I met many collectors saying I want humans to use AI and artists to create AI work. If AI wants to have its own value systems, and AI decides ‘I need my own AI creatures to create something’ that’s a sci-fi story there, right there, but it is not the case that I’m seeing and hearing and talking at all. But maybe it’s just hysteria and maybe paranoia. But if you know how the system works, if you know how exactly AI works, I do believe we should ask other questions, what else can we do with it?

So, shouldn’t we be concerned about AI taking over human creativity?

AI is a technology that we all have to be concerned about. It’s the most powerful technology we ever created as humanity. Of course, without being a wishful thinker and a positive thinker, we have to be present, ask the right questions and truly criticize systems and understand them. But anyone who knows these technologies and these systems, anyone who creates those complex systems, again, I have not seen anyone saying that AI should do artists’ work, or I will let AI create art.

Can an algorithm truly convey human emotion, or is the emotional connection we feel to AI-generated art merely a reflection of our own interpretation?

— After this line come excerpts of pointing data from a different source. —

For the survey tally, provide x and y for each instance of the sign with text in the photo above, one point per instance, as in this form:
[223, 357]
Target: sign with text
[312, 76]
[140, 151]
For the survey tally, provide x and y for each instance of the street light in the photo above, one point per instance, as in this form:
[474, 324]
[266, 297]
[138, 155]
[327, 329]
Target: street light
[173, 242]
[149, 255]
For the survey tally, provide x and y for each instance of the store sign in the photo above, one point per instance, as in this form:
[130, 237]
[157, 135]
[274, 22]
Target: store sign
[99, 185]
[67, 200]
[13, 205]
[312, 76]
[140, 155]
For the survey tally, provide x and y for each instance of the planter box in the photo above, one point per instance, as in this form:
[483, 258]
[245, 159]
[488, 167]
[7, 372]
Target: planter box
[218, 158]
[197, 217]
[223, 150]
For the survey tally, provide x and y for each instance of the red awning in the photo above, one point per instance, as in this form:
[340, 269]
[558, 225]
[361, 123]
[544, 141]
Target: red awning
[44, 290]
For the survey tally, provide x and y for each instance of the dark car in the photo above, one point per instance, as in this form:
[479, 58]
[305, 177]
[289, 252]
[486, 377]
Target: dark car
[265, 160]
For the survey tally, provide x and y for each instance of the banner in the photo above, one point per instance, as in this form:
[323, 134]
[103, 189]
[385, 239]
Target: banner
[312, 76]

I think it’s again between human-machine collaboration. In my work, I don’t see AI doing anything at all. I am the one that decides so many parameters. I am the one in charge of many, many important decisions. It is not just AI. So to say that to say that this is what AI does. It’s not the case in my work. Some people may try it a different way, most likely, but in my own conditions, and how I create my work, and how I think of AI as a partner, as a creator, as a collaborator, I am always the voice of control, the tone, the context, the discourse, the meaning, the purpose, I’m fully hands-on in every single step of my team and me. So in our case, we have 100% programming, the control, and the chance.

Do you think AI and digital tools can help make art more sustainable?

Super easy. The good news is, as I was practicing in the Amazonian rainforest and working with the indigenous people in the Amazonia and beyond, I learned so much about who they are and what they do, and clearly, they are protecting the forest for us for 1000s of years. I think what I learned is also it is pretty much possible to use renewable energy when it comes to cloud computing. So it’s super clear that AI requires scale. Scale means a lot of computing, computing means a lot of energy, not only by training but also by inferencing, meaning interacting with AI models.
So in our research, we partnered with Google Cloud friends, and we found these renewable energy resources. For example, we train our AI model completely on renewable energy. Yes, it’s slow, and yes, maybe it’s not the fastest AI in the world, but I know that it is safe for nature. It may be slow but it is not a problem for us, because we know that we train AI on nature without harming nature. So there are possibilities, and wonderful people are working on optimizing AI models to make them much less energy heavy and more, and even the hardware side, I know, like Nvidia, friends are working on optimizing the hardware and saving 40, 50% energy in a long time.